0

I want to find out the size of the content inside a docx,pptx etc. Is there any package which can be used for this? I googled and found that POI is used widely to read/write to MS file types. But not able to find the correct api to find the size of the file content. I want to know the actual content size not the compressed file size which can be seen from properties.

Finally i found the way, but it is throwing OOM exception if the file is too large.

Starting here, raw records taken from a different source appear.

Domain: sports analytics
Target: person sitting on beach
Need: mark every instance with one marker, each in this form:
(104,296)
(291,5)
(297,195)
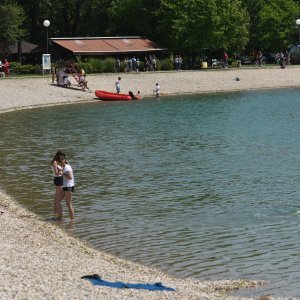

OPCPackage opcPackage = OPCPackage.open(file.getAbsolutePath());
XWPFDocument doc = new XWPFDocument(opcPackage);
XWPFWordExtractor we = new XWPFWordExtractor(doc);
String paragraphs = we.getText();
System.out.println("Total Paragraphs: "+paragraphs.length() / 1024);

Please help me if there are any other better way to do this.

Cool
  • 35
  • 4
  • 1
    So the sum of lengths of each part in the package? In the case of XML parts, do you want the length to include element names eg w:p, or just the content of text nodes? Note that the length of an XML document can vary, depending on what namespace prefixes are used, where the namespaces are declared etc Also in Open XML, an attribute value might be true, 1 or on. – JasonPlutext Nov 27 '13 at 09:09
  • @JasonPlutext i want to find the size of text content alone. – Cool Nov 27 '13 at 09:22
  • Use POI to extract the text, then call `textString.length()` on it? – Gagravarr Nov 27 '13 at 12:34
  • Could you please give me some sample code or link? – Cool Nov 28 '13 at 11:19
  • I'm fairly sure that most paragraphs won't be exactly 1024 characters long... – Gagravarr Nov 28 '13 at 15:59
  • Very old question but this link might be useful for someone who is looking for answer - https://stackoverflow.com/a/58540126/341117 – Ravindra Gullapalli Aug 07 '20 at 12:57

1 Answers1

0

Ok this has been asked long time ago and there is also no response to this question. I have not used OPCPackage and hence my answer is not based on that.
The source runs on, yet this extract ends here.